Though she suffered severe brain injuries in the collision, Cavagnoud’s brain was partly functioning when she was flown by helicopter to the hospital after Monday’s accident, Koller said. Her condition worsened as brain swelling compounded her injuries.
The 31-year-old French woman, a super-G World Cup champion, collided with German ski coach Markus Anwander during training on an Austrian glacier Monday.
Anwander was also seriously injured. He underwent spinal surgery Wednesday, and though his condition had improved, his life was still at risk, Koller said.
Cavagnoud had been in critical condition since she was flown to the hospital. She suffered serious brain injuries and facial fractures when she crashed head first into the coach when they crossed paths.

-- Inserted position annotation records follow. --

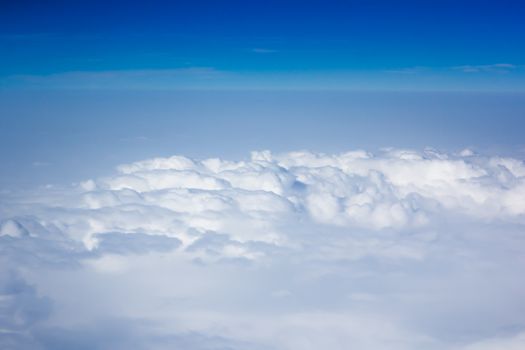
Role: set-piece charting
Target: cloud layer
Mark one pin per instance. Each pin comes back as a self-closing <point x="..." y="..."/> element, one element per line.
<point x="395" y="250"/>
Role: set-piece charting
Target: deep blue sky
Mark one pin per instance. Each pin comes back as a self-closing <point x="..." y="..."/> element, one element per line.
<point x="85" y="85"/>
<point x="431" y="45"/>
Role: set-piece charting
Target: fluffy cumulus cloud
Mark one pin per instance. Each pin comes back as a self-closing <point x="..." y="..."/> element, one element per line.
<point x="395" y="250"/>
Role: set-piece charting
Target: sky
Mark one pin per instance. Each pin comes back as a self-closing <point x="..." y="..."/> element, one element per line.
<point x="277" y="175"/>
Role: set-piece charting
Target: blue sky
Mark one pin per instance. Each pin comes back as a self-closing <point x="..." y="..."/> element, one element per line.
<point x="79" y="78"/>
<point x="410" y="45"/>
<point x="262" y="174"/>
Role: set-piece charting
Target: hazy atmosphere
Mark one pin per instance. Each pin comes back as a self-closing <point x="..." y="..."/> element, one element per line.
<point x="284" y="175"/>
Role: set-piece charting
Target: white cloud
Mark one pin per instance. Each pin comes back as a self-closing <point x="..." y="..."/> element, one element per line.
<point x="394" y="250"/>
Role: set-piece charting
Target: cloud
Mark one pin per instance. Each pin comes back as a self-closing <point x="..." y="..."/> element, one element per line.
<point x="400" y="249"/>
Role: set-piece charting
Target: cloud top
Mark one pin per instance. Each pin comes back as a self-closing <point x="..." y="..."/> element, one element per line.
<point x="285" y="251"/>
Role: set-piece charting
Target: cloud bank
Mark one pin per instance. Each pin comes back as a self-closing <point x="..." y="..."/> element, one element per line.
<point x="395" y="250"/>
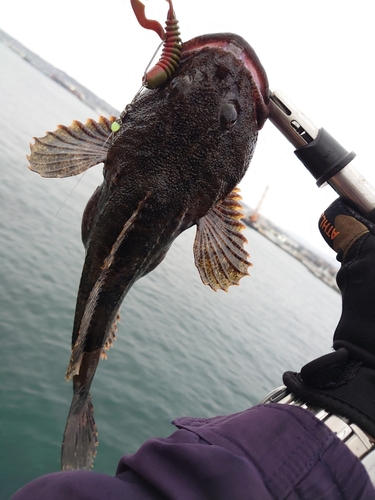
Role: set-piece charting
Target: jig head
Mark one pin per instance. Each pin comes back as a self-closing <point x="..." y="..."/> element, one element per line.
<point x="171" y="54"/>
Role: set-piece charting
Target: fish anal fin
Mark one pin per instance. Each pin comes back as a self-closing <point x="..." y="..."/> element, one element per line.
<point x="110" y="339"/>
<point x="219" y="244"/>
<point x="71" y="150"/>
<point x="80" y="435"/>
<point x="75" y="361"/>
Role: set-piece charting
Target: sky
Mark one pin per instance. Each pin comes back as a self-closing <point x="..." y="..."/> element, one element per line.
<point x="320" y="54"/>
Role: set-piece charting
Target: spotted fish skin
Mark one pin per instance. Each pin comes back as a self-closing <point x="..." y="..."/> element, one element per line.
<point x="175" y="162"/>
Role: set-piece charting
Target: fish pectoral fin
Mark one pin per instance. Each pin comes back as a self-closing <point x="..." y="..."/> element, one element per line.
<point x="71" y="150"/>
<point x="219" y="244"/>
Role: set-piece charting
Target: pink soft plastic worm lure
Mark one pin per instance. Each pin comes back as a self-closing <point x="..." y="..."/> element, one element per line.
<point x="171" y="54"/>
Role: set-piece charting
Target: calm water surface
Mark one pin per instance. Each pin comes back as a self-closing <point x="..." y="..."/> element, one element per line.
<point x="181" y="350"/>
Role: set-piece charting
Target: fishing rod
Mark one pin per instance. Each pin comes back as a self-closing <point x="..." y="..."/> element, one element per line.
<point x="322" y="155"/>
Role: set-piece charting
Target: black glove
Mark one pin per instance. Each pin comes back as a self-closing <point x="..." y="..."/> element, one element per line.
<point x="343" y="382"/>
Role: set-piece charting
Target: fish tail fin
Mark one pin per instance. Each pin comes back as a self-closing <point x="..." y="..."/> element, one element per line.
<point x="80" y="435"/>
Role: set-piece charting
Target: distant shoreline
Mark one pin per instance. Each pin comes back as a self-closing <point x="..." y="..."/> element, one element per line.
<point x="315" y="263"/>
<point x="60" y="77"/>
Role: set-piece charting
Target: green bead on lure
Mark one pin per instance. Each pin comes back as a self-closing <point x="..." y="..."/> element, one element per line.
<point x="171" y="54"/>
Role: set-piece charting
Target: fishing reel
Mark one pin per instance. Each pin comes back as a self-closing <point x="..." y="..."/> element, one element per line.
<point x="322" y="155"/>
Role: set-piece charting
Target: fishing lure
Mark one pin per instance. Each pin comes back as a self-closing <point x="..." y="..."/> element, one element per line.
<point x="172" y="44"/>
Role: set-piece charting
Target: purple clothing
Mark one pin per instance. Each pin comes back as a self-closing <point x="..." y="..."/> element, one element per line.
<point x="267" y="452"/>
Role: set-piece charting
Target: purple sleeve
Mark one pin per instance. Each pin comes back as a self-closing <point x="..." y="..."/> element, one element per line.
<point x="267" y="452"/>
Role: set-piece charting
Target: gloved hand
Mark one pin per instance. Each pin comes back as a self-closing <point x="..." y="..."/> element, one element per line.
<point x="343" y="381"/>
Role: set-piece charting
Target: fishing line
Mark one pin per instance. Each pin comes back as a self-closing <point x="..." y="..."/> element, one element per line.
<point x="67" y="198"/>
<point x="152" y="58"/>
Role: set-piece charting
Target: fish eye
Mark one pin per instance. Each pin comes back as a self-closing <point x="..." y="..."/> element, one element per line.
<point x="227" y="116"/>
<point x="221" y="72"/>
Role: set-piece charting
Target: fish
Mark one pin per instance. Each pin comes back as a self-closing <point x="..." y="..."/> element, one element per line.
<point x="173" y="160"/>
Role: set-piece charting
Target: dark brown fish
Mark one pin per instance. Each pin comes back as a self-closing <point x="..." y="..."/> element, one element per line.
<point x="175" y="161"/>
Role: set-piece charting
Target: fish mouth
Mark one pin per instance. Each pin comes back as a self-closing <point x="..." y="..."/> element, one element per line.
<point x="239" y="47"/>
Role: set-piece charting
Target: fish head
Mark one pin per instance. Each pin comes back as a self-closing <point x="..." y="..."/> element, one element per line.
<point x="197" y="133"/>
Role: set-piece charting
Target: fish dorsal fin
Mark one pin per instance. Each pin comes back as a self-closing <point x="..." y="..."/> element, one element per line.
<point x="219" y="244"/>
<point x="71" y="150"/>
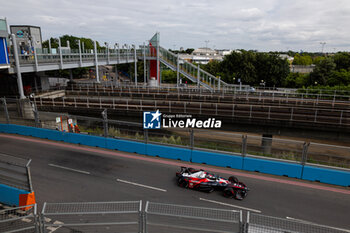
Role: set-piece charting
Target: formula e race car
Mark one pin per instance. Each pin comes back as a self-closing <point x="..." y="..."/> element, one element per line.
<point x="204" y="181"/>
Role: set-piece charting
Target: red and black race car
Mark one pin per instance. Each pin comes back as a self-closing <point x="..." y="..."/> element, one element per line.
<point x="204" y="181"/>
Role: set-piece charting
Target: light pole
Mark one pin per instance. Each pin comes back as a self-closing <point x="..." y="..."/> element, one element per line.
<point x="206" y="46"/>
<point x="322" y="44"/>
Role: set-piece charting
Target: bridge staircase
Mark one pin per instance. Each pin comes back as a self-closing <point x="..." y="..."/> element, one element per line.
<point x="190" y="71"/>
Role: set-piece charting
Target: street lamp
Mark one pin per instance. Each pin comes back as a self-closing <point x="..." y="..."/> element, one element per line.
<point x="206" y="46"/>
<point x="322" y="44"/>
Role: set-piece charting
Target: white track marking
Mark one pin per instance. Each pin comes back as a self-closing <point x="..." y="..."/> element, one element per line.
<point x="141" y="185"/>
<point x="70" y="169"/>
<point x="307" y="222"/>
<point x="235" y="206"/>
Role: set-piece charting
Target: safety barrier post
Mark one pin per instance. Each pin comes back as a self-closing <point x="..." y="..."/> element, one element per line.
<point x="191" y="138"/>
<point x="304" y="157"/>
<point x="105" y="122"/>
<point x="6" y="111"/>
<point x="145" y="135"/>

Cavagnoud’s death is the first fatality involving a World Cup skier since Austria’s Ulrike Maier died in 1994 after crashing into a post in a World Cup downhill race in Garmisch-Partenkirschen, Germany.
German and French ski officials said Tuesday the accident was caused by communication problems between their teams, which were both practicing on the Pitzhal glacier.
The Austrian prosecutor has begun investigating. Spokesman Rudolf Koll said Tuesday the coach might be responsible for the accident.
Earlier, German ski federation officials said there was no joint radio frequency that would have enabled the teams to be in direct contact.
“Unfortunate circumstances added up here,” said Wolfgang Maier, the chief coach of the German women’s team.
Besides winning the super-G World Cup, Cavagnoud was third overall in the World Cup standings last season and has long been a strong competitor in the downhill and giant slalom.
Her career was plagued by injuries. She finally won a race in her 10th year of competition, a downhill in January 1999. That broke a 17-year drought by French women in downhill races.
On Sunday, she finished third after an excellent second run in the season’s opening World Cup in Soelden.